Saturday, March 17, 2007
Zebraman (Takashi Miike, 2004)
Zebraman (Takashi Miike, 2004)
Takashi Miike’s Zebraman (2004) is an interesting mixture of comedy and the superhero film. The main character Ichikawa is a school teacher who is disrespected by his students, faculty, and even his own family. His daughter intentionally disobeys his orders and says it’s his fault that his son Kazuki is bullied at school, while Ichikawa’s wife is unfaithful. Ichikawa takes solace in escaping in his fantasies when he makes a costume and dresses up as Zebraman, his favorite 60s television show hero. His dreams soon become real as he gains super powers and must combat aliens.
Instead of strictly mocking or parodying the superhero genre, Miike instead pokes fun here and there, but doesn’t rely entirely on the comic aspects to carry the film. Although there is some overt slapstick comedy, some of the comedy is a bit more subtle, such as The Ring parody on the superhero television show Ichikawa is watching early in the film or the absurdity of the Zebraman song lyrics “he makes black and white clear” or even his ridiculous special moves the “Screw Punch and Zebra Kick.”
So while the audience knows not to take this film too seriously, the narrative still depends on the drama of watching Ichikawa’s pathetic character achieve his dreams and save the world. Despite all of the campy elements and comical scenes, Zebraman plays out more like a lighthearted nostalgic homage to the genre than a satire. Like all classic Japanese superhero shows, Zebraman has a theme song, and special maneuvers he uses in combat as I mentioned before. During the final battle he must overcome his inability and doubts about being able to fly to fight a gigantic alien blob.

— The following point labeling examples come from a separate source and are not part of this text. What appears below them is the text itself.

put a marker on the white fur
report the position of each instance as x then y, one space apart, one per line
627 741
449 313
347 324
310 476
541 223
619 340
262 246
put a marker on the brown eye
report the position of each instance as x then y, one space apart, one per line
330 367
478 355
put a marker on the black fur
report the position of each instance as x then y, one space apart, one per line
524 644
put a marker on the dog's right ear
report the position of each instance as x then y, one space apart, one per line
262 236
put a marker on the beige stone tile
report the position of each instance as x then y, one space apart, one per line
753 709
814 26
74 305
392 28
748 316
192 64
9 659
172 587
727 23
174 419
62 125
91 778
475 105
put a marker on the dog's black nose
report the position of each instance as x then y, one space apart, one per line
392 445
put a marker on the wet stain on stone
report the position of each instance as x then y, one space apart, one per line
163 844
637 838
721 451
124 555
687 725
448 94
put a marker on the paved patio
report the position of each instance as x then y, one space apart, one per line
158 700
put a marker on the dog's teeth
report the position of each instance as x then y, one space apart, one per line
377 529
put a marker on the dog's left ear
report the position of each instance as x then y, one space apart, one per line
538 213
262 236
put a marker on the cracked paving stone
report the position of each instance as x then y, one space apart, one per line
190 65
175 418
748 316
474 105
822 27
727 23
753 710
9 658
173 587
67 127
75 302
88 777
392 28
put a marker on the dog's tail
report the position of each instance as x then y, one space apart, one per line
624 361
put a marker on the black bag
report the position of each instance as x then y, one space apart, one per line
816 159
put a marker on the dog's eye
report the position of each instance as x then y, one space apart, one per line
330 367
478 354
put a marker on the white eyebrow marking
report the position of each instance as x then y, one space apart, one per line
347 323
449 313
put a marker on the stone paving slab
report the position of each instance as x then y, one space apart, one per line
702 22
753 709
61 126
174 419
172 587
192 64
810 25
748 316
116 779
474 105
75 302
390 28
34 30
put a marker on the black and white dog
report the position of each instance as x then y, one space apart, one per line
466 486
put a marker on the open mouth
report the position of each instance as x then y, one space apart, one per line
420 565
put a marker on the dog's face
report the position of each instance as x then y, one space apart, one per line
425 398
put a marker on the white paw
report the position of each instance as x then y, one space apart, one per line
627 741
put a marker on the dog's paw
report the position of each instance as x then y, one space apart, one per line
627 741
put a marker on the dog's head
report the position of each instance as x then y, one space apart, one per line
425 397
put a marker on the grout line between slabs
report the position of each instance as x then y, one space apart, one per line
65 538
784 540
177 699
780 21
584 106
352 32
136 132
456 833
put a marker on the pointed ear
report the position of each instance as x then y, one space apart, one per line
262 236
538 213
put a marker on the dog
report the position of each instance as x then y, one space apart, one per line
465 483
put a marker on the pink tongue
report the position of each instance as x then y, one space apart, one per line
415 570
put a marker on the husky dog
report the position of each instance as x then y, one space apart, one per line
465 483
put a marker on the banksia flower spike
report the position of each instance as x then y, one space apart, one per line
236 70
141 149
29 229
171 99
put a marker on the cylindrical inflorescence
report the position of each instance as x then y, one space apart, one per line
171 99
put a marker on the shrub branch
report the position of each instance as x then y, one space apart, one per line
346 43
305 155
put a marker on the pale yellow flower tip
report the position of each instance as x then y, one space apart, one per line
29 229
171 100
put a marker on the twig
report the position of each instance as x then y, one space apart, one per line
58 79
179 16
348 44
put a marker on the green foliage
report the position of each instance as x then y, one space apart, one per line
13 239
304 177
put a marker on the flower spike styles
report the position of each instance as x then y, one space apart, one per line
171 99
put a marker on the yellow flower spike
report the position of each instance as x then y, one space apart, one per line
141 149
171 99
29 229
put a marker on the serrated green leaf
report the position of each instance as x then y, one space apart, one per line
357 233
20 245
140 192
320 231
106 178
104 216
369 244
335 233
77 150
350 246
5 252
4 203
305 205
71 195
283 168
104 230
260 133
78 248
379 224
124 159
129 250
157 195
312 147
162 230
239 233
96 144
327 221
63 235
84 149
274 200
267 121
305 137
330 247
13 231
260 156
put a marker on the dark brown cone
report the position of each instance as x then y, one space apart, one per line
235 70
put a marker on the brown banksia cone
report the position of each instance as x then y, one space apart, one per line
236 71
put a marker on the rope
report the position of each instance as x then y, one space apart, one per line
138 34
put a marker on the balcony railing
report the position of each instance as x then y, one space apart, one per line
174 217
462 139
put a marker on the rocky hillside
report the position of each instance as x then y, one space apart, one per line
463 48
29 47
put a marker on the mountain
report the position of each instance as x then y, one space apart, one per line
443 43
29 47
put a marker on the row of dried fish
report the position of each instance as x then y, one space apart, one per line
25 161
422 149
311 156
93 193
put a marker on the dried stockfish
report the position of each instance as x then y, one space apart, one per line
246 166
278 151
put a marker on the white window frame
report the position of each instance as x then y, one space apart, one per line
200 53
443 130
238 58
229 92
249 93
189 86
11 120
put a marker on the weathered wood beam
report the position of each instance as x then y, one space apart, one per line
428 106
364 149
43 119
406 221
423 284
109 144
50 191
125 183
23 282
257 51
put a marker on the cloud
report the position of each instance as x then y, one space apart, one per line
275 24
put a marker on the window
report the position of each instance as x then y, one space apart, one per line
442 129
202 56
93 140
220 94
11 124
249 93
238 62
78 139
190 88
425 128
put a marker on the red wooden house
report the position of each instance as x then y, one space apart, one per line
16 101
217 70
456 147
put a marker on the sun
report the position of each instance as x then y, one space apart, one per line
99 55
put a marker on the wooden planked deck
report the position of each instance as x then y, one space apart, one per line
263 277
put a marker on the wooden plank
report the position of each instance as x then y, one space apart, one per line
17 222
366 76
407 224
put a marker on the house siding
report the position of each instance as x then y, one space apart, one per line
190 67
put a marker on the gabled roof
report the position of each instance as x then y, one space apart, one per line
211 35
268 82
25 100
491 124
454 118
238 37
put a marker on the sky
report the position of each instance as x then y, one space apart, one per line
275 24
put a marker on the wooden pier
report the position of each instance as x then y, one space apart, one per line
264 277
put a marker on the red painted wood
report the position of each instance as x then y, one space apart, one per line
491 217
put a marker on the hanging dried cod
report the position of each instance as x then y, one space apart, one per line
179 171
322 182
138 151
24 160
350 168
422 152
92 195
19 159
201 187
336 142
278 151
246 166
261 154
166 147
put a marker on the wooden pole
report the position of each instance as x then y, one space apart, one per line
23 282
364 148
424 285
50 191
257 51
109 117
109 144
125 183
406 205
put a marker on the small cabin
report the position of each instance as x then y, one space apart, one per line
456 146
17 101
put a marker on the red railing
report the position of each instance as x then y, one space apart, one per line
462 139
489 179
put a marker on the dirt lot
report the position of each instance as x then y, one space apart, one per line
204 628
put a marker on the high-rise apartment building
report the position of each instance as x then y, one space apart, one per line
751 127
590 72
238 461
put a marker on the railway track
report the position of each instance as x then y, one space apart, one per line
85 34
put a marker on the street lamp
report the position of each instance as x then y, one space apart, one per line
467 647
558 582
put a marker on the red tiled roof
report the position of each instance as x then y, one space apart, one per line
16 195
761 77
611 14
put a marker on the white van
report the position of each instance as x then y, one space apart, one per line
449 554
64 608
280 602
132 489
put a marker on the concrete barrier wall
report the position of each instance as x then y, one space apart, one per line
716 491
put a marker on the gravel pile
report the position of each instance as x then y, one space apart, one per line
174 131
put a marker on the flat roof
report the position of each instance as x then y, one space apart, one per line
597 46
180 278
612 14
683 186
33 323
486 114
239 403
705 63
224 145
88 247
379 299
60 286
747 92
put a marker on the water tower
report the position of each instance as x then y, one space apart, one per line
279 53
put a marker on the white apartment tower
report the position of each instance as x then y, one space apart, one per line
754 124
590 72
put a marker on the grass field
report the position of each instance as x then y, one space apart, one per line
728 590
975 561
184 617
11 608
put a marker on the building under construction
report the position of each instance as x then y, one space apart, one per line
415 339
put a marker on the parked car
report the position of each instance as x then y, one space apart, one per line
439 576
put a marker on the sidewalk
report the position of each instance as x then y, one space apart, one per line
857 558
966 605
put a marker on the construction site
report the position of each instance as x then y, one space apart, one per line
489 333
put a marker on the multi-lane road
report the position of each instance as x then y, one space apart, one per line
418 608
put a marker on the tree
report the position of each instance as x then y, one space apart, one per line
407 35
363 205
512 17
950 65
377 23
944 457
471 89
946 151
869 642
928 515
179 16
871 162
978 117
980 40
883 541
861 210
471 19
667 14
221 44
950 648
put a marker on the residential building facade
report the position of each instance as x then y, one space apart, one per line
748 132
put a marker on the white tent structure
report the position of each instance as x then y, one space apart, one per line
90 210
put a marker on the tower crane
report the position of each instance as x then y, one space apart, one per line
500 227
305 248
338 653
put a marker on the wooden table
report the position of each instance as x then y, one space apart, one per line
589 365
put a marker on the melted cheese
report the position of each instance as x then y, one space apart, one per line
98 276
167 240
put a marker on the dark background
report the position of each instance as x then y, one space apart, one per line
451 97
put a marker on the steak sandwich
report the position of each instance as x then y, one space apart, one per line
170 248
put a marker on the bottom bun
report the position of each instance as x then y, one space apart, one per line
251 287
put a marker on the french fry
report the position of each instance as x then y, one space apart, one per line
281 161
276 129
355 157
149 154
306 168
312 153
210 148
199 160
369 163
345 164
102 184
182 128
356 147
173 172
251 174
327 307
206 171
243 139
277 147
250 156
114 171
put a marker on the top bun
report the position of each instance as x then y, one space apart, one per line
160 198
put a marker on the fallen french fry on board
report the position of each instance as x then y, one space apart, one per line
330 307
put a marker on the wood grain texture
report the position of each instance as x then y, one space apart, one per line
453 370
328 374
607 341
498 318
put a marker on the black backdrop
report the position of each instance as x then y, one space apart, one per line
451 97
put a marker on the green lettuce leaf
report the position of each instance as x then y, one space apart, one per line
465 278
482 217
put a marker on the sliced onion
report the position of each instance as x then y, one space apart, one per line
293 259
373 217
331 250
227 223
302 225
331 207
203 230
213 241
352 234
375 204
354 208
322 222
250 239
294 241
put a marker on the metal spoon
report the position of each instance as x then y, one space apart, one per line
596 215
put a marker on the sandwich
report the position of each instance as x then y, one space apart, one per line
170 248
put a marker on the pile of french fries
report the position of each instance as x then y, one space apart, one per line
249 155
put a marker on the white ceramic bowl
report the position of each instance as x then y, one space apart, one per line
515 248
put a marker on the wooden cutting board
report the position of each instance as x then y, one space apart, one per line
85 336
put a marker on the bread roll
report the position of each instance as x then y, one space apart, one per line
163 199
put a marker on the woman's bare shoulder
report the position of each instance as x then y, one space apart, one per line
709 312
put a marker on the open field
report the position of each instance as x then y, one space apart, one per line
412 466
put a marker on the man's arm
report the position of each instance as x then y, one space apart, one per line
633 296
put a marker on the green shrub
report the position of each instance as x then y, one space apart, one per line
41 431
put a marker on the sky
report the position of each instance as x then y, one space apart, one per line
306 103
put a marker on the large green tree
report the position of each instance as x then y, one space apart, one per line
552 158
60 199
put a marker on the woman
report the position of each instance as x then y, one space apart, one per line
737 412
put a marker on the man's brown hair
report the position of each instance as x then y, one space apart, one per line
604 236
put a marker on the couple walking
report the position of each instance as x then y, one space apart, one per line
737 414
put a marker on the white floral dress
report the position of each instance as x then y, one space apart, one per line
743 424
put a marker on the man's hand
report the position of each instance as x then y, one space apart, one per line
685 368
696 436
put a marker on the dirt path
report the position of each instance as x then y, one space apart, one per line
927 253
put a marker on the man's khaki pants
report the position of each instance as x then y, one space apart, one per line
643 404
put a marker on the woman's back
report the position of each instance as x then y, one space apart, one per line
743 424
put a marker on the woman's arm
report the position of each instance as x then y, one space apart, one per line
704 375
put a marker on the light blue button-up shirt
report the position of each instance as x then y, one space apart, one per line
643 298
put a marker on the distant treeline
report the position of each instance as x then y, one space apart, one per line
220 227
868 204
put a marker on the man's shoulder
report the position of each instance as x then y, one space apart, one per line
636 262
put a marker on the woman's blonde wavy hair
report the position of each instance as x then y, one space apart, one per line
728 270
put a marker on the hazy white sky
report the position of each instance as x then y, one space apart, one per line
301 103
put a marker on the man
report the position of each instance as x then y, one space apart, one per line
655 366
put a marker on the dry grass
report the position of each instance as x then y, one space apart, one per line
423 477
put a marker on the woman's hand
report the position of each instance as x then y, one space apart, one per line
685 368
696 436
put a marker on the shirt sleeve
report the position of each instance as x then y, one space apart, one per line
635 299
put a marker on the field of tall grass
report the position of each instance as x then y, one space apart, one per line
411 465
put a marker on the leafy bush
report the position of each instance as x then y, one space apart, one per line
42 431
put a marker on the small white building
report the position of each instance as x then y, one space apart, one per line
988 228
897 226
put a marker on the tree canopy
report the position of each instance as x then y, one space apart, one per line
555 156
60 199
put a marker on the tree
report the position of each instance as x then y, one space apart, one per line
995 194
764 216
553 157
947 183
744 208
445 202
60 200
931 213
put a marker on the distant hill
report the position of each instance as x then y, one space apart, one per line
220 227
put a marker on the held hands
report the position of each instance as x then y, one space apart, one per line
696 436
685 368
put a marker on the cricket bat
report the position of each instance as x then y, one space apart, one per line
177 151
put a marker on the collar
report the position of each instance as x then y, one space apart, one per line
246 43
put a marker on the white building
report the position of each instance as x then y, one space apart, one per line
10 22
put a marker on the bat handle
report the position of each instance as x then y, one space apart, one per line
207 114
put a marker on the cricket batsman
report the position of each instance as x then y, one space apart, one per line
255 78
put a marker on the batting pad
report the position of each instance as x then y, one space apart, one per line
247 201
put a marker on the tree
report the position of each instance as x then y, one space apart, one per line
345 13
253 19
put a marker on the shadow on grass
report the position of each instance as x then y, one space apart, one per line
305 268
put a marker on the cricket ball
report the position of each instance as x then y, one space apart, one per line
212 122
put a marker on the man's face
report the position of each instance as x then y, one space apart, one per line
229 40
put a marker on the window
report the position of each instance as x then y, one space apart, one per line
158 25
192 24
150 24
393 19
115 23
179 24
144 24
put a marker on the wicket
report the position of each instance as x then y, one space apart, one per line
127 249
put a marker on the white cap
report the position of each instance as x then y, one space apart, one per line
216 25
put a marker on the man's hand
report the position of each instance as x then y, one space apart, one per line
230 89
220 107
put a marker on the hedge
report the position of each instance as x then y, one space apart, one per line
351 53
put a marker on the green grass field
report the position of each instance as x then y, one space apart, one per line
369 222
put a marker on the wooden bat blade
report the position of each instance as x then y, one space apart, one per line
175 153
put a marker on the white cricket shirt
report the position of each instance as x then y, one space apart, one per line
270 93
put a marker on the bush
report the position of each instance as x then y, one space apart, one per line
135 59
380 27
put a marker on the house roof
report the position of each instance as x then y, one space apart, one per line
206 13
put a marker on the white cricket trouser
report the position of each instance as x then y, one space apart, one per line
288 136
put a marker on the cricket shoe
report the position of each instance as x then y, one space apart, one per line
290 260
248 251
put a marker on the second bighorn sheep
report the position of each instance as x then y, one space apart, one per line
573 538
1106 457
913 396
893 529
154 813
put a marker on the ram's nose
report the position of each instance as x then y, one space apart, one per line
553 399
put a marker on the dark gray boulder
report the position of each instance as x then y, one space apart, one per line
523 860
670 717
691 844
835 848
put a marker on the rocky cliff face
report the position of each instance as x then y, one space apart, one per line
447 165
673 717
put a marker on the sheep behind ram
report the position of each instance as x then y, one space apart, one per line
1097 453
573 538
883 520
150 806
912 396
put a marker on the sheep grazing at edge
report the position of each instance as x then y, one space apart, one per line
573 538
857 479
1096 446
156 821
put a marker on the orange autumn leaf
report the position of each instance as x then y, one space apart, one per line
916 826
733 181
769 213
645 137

Ichikawa undergoes the inevitable Henchi transformation. During this scene, a light emits from the Z on the Zebraman costume and his cape begins to blow in the wind. Zebraman then spins in the air, and lowers his cape to reveal the costume change. The camera cuts to his feet and tilts up showing his once tattered homemade costume is now flashy and new. The music helps to punctuate the drama of the scene as rock music consisting of electric guitar and drums is cued up. After some dramatic words of encouragement and a miraculous demonstration from Asano the crippled boy who stands up, Zebraman finally flies and transforms once more. This time he transforms into an actual winged zebra and shoots a ‘Z’ into the alien, thus defeating him.
This films major intent is entertainment, but there are also some darker more serious issues addressed, which make it hard to write off as a simple comedy or superhero film. For example, we learn Asano’s father committed suicide which lead to his paralysis. The deterioration of Japanese society is also addressed in several scenes as well as Ichikawa’s daughters sexual deviancy, and his own desires of infidelity. The most overt and albeit cliché message that is really beaten over our heads, as it is reiterated by several different characters throughout, is to “believe in your dreams” and “do your best.”